It started with the tiniest shift.

Serene stopped wearing her gray scarf — the one Lelo had always loved seeing through the café window. She began tying her hair back differently. Her shoes, once worn and quiet, were replaced with pale flats that matched the boy's jacket she'd been spotted wearing.

Lelo noticed.

She always noticed.

At first, she just stared at the footage like she didn't understand what she was seeing. Like it was wrong somehow. Serene was hers. Was theirs. And she had never smiled that way before.

"She doesn't laugh like that with us," Lelo said aloud, even though her father didn't answer.

Serene laughed again on the screen. Her face radiant with something Lelo couldn't name but hated instantly. And worse — she saw the boy's hand graze Serene's shoulder. Tender. Thoughtless. Intimate.

She froze the image. Stared at his fingers. Then at Serene's eyes.

She ran from the room, yanking one of her sketchbooks with her.

---

In her room, she tore a blank page from the back.

She drew the boy — clumsy smile, curly hair, long fingers — the way she'd seen him on screen. She drew Serene beside him. Closer than they ever should be. Serene's hand in his. A heart between them.

Then she stabbed it.

Once.

Twice.

Twelve times.

Pencil shards cracked and scattered.

She breathed hard.

Then she began drawing again. The same scene. Slower this time.
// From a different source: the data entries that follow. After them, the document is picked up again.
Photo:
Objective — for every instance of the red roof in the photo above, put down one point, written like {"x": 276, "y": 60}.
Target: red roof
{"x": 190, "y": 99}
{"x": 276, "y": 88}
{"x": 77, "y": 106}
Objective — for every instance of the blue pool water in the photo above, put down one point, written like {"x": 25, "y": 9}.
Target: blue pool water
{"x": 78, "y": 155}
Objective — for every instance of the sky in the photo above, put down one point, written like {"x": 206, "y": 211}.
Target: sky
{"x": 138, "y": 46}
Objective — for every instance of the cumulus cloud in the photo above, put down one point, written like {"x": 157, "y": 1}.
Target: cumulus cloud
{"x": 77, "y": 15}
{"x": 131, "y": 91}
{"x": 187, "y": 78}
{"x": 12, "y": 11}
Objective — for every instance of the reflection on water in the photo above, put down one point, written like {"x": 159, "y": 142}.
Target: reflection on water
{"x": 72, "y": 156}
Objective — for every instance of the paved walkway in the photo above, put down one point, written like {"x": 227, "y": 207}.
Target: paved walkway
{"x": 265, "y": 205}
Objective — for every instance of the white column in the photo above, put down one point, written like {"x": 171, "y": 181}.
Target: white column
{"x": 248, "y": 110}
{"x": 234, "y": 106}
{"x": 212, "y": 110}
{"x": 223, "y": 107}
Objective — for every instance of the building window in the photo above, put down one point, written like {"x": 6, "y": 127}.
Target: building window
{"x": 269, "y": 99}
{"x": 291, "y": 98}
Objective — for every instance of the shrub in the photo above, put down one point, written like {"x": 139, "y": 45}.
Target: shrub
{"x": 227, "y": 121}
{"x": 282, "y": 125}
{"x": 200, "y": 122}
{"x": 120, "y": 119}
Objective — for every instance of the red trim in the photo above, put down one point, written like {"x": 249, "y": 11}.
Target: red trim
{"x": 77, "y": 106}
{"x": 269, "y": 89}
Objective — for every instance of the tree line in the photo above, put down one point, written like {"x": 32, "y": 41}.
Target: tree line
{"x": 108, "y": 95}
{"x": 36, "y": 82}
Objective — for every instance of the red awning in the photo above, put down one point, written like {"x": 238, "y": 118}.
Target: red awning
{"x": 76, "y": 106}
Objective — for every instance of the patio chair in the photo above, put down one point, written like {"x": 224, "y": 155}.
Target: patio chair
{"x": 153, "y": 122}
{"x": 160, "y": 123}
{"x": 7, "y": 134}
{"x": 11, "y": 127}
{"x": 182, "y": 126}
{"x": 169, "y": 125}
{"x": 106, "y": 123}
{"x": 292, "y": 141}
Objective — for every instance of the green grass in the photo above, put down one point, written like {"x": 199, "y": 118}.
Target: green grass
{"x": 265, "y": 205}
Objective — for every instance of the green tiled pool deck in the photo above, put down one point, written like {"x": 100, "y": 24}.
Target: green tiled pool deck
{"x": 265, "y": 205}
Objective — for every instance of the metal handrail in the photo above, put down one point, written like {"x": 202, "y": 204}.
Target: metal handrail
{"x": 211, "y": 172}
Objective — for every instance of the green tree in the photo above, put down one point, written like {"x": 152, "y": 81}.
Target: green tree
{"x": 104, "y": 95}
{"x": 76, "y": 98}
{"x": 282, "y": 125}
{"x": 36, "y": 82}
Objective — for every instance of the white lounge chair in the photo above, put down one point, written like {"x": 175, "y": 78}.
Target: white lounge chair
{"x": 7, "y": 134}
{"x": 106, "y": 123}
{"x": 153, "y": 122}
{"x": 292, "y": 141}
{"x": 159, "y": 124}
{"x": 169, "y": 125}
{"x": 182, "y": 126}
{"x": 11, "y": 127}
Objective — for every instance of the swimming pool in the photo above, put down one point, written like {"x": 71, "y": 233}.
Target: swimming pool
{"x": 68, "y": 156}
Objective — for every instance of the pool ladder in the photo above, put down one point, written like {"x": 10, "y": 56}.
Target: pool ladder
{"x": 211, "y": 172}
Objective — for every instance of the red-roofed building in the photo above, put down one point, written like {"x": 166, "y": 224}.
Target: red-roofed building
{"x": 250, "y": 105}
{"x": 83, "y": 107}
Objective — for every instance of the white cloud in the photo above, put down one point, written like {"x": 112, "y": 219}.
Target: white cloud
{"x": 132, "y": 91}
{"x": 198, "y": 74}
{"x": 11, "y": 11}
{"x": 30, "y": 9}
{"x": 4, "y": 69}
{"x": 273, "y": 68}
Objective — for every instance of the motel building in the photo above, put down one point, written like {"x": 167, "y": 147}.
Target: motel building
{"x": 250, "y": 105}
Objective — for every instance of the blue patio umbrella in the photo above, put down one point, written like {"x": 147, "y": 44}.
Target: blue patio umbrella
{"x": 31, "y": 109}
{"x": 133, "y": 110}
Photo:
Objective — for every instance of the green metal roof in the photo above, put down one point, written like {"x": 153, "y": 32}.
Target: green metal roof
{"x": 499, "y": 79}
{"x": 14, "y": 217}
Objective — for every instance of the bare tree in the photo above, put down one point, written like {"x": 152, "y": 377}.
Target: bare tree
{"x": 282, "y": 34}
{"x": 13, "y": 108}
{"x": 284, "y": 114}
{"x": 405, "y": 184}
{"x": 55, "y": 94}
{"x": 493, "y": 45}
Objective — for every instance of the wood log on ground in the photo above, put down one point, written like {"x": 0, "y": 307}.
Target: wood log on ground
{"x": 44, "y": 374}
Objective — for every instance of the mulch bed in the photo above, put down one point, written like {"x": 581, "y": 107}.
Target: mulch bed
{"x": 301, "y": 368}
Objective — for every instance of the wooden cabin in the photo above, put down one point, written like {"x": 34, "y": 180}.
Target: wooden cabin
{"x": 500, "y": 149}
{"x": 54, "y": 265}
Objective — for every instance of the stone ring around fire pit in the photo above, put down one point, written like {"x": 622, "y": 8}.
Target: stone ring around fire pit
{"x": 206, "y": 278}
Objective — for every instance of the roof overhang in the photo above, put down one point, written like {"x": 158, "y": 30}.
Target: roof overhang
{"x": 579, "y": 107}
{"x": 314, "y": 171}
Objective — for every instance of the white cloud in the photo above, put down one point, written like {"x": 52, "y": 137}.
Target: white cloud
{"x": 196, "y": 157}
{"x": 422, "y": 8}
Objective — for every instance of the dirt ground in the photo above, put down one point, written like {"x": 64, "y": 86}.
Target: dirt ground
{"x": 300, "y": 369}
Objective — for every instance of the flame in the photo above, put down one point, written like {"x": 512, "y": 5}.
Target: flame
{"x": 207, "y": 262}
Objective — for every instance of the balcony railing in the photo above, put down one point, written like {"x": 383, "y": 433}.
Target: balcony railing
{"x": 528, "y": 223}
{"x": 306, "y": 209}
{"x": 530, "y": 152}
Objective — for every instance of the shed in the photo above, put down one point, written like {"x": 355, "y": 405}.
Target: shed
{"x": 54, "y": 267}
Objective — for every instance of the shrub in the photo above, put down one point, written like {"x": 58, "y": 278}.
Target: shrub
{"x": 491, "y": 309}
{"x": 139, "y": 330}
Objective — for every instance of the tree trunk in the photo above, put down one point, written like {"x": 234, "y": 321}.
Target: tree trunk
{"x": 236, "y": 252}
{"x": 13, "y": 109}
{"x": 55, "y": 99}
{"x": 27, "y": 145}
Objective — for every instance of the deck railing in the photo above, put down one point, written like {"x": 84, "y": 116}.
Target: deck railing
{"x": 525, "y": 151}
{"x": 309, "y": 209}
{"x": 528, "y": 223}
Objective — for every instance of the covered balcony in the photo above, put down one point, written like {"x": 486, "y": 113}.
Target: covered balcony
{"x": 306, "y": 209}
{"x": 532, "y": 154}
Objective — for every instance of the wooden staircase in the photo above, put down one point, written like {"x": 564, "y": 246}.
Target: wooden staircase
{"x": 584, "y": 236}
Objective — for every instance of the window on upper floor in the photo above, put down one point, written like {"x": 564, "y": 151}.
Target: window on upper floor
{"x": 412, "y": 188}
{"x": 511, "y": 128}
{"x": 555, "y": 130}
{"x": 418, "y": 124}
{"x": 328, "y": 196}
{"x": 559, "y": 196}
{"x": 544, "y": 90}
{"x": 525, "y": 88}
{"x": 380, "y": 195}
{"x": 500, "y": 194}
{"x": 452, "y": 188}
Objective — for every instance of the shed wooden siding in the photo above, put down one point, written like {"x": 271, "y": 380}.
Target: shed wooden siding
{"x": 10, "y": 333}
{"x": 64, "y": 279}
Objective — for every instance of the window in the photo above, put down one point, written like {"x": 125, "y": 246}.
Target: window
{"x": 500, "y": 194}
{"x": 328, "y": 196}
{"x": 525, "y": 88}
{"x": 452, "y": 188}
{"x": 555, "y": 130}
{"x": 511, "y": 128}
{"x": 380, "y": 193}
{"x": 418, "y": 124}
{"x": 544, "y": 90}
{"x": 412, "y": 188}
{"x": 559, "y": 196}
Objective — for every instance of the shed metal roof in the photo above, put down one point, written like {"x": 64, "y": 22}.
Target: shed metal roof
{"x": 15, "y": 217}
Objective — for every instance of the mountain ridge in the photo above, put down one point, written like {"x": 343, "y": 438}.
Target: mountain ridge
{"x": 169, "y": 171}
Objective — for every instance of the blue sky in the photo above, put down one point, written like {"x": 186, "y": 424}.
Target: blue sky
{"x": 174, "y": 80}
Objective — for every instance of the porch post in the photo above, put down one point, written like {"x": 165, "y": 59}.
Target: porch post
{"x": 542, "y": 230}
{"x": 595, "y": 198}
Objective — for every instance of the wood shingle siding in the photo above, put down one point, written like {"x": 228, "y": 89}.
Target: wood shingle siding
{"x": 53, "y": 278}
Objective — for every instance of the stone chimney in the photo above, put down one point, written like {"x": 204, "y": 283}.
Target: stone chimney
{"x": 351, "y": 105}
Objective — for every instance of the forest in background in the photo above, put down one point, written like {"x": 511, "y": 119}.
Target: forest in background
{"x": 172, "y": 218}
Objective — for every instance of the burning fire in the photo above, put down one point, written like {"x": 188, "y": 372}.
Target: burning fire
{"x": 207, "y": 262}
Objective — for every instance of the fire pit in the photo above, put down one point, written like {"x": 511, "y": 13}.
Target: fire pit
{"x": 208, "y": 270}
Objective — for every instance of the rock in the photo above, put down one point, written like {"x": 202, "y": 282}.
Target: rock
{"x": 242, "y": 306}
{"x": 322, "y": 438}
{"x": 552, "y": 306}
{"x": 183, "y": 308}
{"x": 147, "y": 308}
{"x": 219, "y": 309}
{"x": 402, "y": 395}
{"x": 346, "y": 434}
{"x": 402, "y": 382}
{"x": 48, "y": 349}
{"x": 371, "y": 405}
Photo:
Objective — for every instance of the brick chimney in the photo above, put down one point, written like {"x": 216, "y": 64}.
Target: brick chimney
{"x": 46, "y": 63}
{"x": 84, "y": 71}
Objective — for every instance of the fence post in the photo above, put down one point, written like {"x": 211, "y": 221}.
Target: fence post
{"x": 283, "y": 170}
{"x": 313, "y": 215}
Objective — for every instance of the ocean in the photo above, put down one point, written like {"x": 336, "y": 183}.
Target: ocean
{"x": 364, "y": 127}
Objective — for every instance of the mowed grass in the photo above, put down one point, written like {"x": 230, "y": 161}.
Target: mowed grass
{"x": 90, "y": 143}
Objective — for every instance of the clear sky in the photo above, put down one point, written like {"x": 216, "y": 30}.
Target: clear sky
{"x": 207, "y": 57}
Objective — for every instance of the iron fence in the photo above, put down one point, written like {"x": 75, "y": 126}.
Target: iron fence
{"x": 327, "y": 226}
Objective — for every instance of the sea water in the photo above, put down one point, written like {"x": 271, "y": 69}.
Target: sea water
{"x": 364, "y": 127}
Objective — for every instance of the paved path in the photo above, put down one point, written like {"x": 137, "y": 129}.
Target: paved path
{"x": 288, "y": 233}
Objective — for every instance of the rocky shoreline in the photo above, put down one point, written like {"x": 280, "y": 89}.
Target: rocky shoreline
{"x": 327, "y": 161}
This time, the boy was crying.

This time, Serene's smile was gone.

---

Back in the city, Serene was noticing her own changes, though she didn't think too hard about them.

She liked Idris. He made her feel soft, and for the first time in a long time, she allowed softness.

They drank tea together under yellow lamps. He doodled poems on napkins and left them in her jacket pocket. She found one that read:

> You wear sadness like perfume.

And yet, still, I breathe you in.

She hadn't cried at a boy's words since she was sixteen. But that one caught in her throat and stayed there.

At work, she was humming again. Even her boss noticed.

"Someone's in love," she teased.

Serene just smiled, brushing it off.

At night, though, the dreams returned. She woke up sweaty, sheets tangled, her skin crawling like something had touched her while she slept. She blamed hormones. The cold. Her imagination.

She didn't know someone had moved her shampoo bottle half an inch left.

She didn't know someone had taken a photo of her sleeping — and deleted it later only because the angle wasn't flattering.

She didn't know that a small girl with tight curls and a sketchbook was curled up on a velvet chair, whispering, "We should take her now."

Roman's voice was calm when he answered.

"Soon."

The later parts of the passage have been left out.